For various reasons, we hadn’t backpacked in—I just checked—two months!  A fine amount of dayhiking, sure, but what with our upcoming trip to the Canadian Rockies, I felt we needed a bit more conditioning.  And I thought maybe, just maybe, we’d get some clear skies.  After shortening our list earlier in the week to three possible destinations, we decided we’d spend Saturday night in Gothic Basin.

Gothic Basin worked its way onto my must-do list way back when.  As sometimes happens when time passes, details regarding degree of difficulty slipped away from me, replaced only by snapshot statistics: 2600′ elevation gain, ~10 miles round-trip.  No problem.

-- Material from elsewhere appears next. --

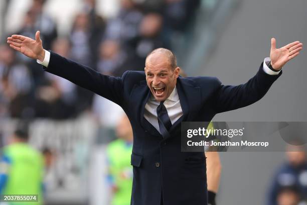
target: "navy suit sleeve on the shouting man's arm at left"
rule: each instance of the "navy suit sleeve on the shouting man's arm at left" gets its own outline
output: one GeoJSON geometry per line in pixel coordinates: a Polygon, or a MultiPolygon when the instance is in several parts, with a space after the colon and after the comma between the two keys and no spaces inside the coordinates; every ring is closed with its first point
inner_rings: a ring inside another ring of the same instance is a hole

We were up early enough Saturday morning, and on the road at 05:05.  I felt an early start was important, since we needed to find a campsite.  At 06:55, we pulled onto the side of the road at Barlow Pass, and were walking down the gated road to Monte Cristo ten minutes later.  Low clouds and fog made visibility poor.

Holding...

Holding...

Fifteen minutes after squeezing through the posts on either side of the Monte Cristo gate the road is really closed, and a trail is routed above the washed out road along the South Fork Sauk River.  I’d read that it wasn’t necessary to take the re-route, so we continued along the remains of the road, which wasn’t difficult, but does require that you watch where you step.  We’d be watching each step closely later on, too.